После моего вопроса Зейн долго блуждал в тишине глазами по моей загипсованной руке и избитому лицу.
Я смирилась с тем фактом, что никогда не получу ответа, пока не восстановлю двигательную активность, чтобы добиться своей цели сексом. Он имел важное значение. О его эффективности мне сообщила Гвен.
— В том смысле, что тебе и Лекси больше никогда не придется жить на одной земле, где он впустую тратит кислород, — наконец сказал он бесцветным тоном.
В его голосе чувствовалась легкая настороженность, будто он ждал от меня истерики из-за известия о том, что мой любимый мужчина убил отца моего ребенка, который избивал меня, чуть не лишил жизни и преследовал последние шестнадцать лет.
— Хорошо, — сказала я.
Он поднял бровь. Это была самая живая реакция, выразившая его удивление, которую я когда-либо у него видела.
Короче говоря, тема детей пока не всплывала. Не то чтобы я их не хотела. Напротив. Рождение Лекси было самым прекрасным событием в моей жизни. И я знала, что иметь ребенка Зейна будет еще более удивительно. Моложе я не становилась, поэтому вечно ждать не могла. Но я также знала, что должна дать мужу время. Время привыкнуть к тому, что мы с ним навсегда, без перспективы потери. Что, как я знала, до сих пор его преследует. Так что я ждала, пока не выяснилось, что у матери-природы другие планы. Я пока не хотела сообщать ему, — хотя, не прояви я осторожность, Лекси и ее болтливый язык сделали бы это за меня, — поэтому обратилась к доктору. Просто чтобы удостовериться.
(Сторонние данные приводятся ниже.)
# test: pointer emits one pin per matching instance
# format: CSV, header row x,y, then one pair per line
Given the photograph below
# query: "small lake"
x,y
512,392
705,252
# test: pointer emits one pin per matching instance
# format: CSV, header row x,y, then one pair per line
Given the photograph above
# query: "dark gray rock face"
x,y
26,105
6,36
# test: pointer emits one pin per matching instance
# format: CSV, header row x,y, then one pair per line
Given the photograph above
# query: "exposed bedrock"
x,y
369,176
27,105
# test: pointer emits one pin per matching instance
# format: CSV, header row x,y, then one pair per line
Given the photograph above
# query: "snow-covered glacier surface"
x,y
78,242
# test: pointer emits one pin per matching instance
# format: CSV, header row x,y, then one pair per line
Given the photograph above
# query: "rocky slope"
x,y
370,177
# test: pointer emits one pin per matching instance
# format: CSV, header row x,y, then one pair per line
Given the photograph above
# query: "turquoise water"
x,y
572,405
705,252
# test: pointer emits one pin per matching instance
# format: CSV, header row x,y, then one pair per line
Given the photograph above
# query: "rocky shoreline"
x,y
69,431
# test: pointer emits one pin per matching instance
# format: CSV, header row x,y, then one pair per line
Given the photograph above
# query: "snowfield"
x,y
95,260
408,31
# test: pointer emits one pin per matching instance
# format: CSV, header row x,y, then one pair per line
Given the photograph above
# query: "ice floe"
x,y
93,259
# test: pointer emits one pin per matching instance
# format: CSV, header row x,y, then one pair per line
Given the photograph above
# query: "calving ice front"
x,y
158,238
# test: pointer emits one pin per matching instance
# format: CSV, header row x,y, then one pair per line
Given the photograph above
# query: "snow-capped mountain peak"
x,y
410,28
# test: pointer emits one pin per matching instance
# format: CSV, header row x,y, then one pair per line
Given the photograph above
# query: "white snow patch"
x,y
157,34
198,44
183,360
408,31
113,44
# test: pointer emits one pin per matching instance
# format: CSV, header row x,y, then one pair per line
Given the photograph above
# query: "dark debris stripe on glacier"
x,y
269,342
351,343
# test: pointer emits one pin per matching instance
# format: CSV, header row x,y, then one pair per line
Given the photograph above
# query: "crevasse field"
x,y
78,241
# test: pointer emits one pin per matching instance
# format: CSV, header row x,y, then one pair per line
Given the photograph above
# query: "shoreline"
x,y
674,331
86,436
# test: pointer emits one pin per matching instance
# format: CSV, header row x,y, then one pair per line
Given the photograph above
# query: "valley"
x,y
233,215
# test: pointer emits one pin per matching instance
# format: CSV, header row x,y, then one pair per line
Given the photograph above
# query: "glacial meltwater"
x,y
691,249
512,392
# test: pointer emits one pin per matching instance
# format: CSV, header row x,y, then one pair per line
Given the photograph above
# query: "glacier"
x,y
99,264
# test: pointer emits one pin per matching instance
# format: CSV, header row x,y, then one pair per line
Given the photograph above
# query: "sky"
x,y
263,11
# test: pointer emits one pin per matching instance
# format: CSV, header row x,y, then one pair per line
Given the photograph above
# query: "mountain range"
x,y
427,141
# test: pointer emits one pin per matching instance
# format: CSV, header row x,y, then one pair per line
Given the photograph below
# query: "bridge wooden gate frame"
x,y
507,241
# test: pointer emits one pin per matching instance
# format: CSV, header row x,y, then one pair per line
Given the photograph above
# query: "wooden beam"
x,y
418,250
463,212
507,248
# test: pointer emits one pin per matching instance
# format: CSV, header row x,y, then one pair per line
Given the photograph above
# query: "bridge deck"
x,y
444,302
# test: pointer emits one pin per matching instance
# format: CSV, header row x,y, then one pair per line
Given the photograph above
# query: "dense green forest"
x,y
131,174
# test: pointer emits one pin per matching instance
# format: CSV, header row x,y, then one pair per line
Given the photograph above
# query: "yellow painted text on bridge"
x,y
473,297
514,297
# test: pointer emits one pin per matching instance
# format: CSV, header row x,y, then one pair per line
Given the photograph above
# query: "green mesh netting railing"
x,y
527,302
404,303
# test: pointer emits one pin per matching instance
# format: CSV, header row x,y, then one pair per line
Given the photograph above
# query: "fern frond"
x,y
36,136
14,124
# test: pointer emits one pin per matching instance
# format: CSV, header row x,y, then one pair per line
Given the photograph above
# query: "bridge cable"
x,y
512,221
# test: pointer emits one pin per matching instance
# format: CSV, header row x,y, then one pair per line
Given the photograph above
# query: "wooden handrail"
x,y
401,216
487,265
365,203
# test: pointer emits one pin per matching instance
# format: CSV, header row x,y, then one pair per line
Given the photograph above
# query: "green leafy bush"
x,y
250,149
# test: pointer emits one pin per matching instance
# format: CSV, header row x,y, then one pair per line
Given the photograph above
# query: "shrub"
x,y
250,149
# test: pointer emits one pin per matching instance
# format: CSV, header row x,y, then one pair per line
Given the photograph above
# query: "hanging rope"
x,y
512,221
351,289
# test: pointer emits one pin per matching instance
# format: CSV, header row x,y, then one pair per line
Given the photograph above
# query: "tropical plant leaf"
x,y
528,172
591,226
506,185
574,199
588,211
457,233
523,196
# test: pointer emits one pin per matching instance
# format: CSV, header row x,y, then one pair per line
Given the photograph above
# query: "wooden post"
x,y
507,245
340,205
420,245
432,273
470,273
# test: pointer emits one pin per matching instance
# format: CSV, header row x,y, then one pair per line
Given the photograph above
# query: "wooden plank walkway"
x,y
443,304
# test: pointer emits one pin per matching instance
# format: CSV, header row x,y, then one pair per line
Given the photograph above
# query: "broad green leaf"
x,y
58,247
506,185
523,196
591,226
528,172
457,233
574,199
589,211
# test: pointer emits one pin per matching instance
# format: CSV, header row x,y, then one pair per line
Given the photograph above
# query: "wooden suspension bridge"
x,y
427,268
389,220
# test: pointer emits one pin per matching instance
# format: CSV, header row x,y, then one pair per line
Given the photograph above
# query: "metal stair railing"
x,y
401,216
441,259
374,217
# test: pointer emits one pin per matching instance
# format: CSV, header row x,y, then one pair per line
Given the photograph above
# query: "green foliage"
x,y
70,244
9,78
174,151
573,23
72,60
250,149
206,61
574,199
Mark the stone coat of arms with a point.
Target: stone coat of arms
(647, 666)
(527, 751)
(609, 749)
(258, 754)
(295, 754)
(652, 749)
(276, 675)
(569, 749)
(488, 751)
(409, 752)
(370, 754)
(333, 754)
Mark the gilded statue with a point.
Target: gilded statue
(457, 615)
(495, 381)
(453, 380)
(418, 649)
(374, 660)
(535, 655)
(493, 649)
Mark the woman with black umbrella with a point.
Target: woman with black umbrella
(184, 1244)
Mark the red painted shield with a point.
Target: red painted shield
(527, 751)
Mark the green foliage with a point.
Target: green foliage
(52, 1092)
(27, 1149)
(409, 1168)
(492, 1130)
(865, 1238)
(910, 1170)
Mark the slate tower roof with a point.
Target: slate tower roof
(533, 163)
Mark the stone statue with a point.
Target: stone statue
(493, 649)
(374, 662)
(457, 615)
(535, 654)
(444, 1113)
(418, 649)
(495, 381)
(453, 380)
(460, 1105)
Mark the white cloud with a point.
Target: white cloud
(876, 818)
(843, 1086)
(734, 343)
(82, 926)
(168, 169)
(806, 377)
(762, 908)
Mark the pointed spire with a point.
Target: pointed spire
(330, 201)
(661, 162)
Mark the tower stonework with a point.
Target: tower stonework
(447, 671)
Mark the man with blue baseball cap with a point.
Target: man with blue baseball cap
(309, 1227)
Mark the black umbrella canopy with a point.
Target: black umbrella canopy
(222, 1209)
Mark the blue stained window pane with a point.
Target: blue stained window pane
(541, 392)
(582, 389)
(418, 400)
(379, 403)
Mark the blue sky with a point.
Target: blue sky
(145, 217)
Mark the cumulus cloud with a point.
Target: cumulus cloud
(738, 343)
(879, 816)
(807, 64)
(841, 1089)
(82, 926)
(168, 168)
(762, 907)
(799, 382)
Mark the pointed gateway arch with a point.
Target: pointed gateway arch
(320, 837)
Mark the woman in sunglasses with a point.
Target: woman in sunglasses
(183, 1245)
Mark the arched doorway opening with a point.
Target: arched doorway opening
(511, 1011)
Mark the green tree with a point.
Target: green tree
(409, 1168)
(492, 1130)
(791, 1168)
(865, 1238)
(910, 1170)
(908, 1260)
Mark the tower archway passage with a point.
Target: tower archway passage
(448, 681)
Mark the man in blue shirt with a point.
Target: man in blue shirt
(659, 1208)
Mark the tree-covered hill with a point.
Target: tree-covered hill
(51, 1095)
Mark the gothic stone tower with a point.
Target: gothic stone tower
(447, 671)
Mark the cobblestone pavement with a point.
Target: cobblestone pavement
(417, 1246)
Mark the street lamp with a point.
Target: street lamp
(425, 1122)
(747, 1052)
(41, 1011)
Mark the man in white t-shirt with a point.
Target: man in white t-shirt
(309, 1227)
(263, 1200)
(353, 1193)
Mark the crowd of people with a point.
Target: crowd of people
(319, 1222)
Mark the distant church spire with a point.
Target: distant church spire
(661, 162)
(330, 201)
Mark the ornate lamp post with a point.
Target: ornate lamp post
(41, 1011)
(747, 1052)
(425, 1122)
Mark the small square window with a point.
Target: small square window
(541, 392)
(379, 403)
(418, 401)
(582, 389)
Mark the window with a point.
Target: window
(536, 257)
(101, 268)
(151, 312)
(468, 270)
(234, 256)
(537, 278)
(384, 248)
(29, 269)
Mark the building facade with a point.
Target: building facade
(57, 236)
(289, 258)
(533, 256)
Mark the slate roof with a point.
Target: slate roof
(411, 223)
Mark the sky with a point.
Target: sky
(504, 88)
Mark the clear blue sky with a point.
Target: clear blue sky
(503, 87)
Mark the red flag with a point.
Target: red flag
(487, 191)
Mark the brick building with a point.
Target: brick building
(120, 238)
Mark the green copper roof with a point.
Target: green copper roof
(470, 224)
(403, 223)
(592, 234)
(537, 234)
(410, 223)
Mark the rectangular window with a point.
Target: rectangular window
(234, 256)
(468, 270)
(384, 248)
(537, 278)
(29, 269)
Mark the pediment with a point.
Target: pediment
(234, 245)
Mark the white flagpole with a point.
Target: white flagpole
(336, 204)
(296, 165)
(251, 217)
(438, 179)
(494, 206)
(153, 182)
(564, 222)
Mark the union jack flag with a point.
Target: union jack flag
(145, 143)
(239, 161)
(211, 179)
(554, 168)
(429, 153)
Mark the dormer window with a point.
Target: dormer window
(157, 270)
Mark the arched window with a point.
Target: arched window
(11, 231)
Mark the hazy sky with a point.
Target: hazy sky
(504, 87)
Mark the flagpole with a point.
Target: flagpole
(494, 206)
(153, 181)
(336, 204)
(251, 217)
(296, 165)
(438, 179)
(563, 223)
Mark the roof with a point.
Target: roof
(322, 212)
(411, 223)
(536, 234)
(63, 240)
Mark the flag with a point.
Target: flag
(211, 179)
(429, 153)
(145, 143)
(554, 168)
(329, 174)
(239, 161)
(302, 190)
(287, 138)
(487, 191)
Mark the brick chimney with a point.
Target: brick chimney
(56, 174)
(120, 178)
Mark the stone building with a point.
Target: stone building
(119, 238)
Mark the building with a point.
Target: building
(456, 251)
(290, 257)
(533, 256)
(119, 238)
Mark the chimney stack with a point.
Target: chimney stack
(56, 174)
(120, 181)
Вот так я обнаружила, что ухожу с приема с маленькой фотографией, выглядевшей как причудливое современное искусство, но являющееся одной из самых важных фотографий, которые я когда-либо держала в руках. С изображением шестинедельного орешка, растущего в моем животе. Которого я любила так же сильно, как и Лекси.